Mahadevan did not stop there. He then established the inaugural Assertive Community Treatment (ACT) team in North Carolina designed to work with people who experience multiple disabilities. ACT teams provide an individual with an interdisciplinary team of mental health professionals and paraprofessionals who all work together to devise a treatment plan for that individual. There are now nearly 90 ACT teams in North Carolina.
All of this placed Mahadevan where he is today, director of operations for the UNC Center of Excellence for Community in Mental Health and the director of the Farm at Penny Lane.
He founded the Farm at Penny Lane through a partnership with XDS in 2012 and runs it to this day. The Farm uses a holistic and sustainable approach to enhance the quality of life of individuals who experience severe and persistent mental illness by offering opportunities to become healthier and more self-sufficient.
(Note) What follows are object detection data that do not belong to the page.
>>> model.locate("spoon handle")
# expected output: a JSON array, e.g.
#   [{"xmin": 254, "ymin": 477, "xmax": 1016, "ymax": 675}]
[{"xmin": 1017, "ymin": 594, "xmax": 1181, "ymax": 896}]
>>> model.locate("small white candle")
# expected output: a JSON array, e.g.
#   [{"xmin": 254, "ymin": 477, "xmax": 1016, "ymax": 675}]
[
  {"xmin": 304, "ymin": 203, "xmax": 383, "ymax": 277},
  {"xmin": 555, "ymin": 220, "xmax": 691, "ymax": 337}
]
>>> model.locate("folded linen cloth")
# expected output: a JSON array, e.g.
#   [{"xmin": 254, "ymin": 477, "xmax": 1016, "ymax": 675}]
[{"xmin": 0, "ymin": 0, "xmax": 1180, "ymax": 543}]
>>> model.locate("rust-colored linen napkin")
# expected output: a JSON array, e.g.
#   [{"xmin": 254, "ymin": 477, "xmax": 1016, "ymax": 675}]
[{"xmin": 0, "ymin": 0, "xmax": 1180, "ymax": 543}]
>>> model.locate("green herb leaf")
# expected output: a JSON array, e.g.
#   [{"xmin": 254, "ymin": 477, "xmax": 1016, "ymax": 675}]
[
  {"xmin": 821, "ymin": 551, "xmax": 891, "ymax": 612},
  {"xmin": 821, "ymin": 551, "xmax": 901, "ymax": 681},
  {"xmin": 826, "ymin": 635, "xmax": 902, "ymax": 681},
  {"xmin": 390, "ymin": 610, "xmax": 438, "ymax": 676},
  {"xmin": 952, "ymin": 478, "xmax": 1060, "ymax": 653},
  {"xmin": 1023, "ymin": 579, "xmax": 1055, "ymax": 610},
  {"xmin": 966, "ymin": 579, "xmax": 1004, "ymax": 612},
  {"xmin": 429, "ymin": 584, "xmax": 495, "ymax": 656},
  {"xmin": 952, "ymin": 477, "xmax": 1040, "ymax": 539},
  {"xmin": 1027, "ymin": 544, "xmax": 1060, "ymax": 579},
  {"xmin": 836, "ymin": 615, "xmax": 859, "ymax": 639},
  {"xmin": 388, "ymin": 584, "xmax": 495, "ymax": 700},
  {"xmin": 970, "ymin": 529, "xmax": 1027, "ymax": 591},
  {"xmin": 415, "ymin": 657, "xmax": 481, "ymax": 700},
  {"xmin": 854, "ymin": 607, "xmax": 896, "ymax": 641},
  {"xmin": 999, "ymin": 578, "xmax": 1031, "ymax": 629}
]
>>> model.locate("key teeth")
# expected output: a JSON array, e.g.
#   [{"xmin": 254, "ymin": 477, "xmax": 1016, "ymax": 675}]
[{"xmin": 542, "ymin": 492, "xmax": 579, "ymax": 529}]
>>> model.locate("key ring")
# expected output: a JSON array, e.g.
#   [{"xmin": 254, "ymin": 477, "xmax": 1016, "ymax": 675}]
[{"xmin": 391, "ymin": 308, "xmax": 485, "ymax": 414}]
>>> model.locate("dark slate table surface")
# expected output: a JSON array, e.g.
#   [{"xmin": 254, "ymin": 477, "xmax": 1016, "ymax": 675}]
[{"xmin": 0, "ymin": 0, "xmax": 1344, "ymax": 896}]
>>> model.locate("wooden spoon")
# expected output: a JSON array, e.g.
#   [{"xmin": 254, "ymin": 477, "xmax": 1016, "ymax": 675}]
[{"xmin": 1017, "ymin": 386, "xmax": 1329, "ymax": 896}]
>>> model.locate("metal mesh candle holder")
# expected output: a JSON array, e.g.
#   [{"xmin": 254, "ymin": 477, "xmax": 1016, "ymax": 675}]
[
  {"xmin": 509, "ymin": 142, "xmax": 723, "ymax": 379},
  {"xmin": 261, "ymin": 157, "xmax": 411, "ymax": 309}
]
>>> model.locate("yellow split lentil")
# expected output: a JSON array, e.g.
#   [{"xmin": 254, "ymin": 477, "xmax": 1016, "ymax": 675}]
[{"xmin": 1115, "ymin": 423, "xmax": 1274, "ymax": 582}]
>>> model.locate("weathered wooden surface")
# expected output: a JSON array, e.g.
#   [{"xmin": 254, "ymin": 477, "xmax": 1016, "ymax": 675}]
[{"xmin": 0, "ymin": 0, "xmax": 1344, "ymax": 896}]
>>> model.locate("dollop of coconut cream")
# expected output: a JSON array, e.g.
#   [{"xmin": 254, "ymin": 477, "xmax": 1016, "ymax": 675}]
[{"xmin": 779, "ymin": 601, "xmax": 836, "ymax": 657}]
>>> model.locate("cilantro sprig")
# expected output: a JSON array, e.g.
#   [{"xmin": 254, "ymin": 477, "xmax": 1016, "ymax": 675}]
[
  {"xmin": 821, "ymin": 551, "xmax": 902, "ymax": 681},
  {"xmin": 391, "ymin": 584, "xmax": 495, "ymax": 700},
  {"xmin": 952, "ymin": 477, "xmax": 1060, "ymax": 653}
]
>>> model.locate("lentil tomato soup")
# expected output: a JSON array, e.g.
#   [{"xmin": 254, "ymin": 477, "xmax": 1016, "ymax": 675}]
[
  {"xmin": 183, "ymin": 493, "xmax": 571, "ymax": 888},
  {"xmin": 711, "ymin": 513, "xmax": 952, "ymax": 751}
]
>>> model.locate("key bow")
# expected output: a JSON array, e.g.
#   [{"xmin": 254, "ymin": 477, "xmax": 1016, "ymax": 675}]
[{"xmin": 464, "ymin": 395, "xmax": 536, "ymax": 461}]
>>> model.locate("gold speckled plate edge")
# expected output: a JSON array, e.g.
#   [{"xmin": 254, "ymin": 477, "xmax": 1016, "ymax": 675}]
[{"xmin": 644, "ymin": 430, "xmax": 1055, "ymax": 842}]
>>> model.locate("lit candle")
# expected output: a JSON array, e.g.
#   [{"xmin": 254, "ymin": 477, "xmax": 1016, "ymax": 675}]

All of which has led to Tiny Home Village.

John Gilmore, MD, Thava Mahadevan, MS, are posing with Carrie Brown, MD, MPH, keynote speaker at the 2019 at Ninth Annual N.C. Community Psychiatrists’ Symposium
“The UNC Center for Excellence in Community Mental Health was established in 2009 to bring the expertise of the University of North Carolina at Chapel Hill to bear on the challenges facing North Carolina’s mental health system, said its Director, John Gilmore, MD. “In 2011, XDS Inc., led by Thava, joined the Center, bringing an approach to the treatment of mental illness that combines academic and community experience and know-how.”
Mental illness can strike anyone, regardless of economic status, race, gender, creed or color. One in four Americans, approximately 62 million Americans, experience mental illness in a given year. With compassionate and evidence-based treatment and support, a life of recovery is possible. Treatment and recovery are ongoing processes that happen over time. The first step is getting help.
It’s people like Thava Mahadevan who make Chapel Hill the special place it is, for visitors, students, and residents alike. Click here to learn more about Tiny Home Village.
Laurie Paolicelli is the Executive Director of the Chapel Hill/Orange County Visitors Bureau.
To the Editor,
I was inspired–even moved–by Laura Paolicelli’s story about the Tiny Homes Village. The ground-breaking ceremony on Nov.15 will be a major event. The project seems perfect because it highlights the character of the people who live and work in Chapel Hill, Carrboro, and Hillsborough–decent human beings all who care for those in need. Thank you.